If you’re working on a start-up, now is a good time to work the word “blockchain” into your elevator pitch. Fueled by interest from media, corporations, academia, and governments, people are seemingly proposing new applications for the technology every day. But where is the line between buzzword and legitimate game-changing technology? I don’t pretend to know which specific applications will succeed or fail, but a look at the dizzying array of current start-ups certainly reminds one of past technology bubbles.
Sometimes, in our excitement, we forget the time-tested economic maxim that there is no free lunch. Blockchain technology, like everything else, involves tradeoffs. Processing data in a decentralized manner using numerous independently operating computers is generally more complex and expensive than managing a “master” set of data from one source. To make economic sense, using a blockchain for a given task must involve benefits that outweigh the costs.

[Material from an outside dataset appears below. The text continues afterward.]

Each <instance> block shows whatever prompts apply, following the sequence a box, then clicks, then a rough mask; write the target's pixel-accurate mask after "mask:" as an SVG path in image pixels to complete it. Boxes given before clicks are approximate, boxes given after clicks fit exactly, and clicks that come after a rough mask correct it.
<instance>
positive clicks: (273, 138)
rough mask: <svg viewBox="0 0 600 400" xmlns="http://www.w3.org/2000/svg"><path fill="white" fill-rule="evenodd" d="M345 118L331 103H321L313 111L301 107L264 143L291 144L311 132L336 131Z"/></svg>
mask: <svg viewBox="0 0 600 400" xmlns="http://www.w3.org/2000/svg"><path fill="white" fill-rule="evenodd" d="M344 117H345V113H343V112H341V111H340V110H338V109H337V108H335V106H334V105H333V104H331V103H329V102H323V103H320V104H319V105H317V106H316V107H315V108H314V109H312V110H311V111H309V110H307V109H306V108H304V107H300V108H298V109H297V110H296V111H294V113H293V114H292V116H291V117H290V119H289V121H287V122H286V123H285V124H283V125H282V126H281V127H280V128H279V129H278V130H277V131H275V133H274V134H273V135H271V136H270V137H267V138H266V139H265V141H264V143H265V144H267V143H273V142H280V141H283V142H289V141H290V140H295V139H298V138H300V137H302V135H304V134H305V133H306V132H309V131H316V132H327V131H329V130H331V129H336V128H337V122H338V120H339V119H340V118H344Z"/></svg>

Blockchain technology has many potential benefits, but perhaps the one most frequently discussed is the ability to conduct transactions without a central intermediary. While that is far from the only benefit, blockchains are likely useful in situations where trusting or relying on such an intermediary is problematic. With cryptocurrencies, there is no government to cause inflation, and no credit card company holding our personal information. Blockchains also address significant problems with central intermediaries in examples including, but not limited to, the following:
- Remittance payments to the developing world, where intermediaries extract high fees
- Supply-chain management, where producers, wholesalers, and shippers around the globe can interact without central monitoring
- Settlement of financial derivatives between banks, where parties still rely on long and costly back-office processes
- Records of ownership, in cases where risk of governments appropriating assets is high
When considering the outlook for a blockchain-based startup, do the following thought experiment: Imagine the exact same purpose being fulfilled by a central intermediary. If relying on this intermediary would cause significant problems for the parties to a transaction, it might be an industry ripe for disruption by blockchain technology. But intermediaries carry significant economic value and aren’t inherently bad. Some of the current crop of start-ups are no doubt trying to fix what isn’t broken.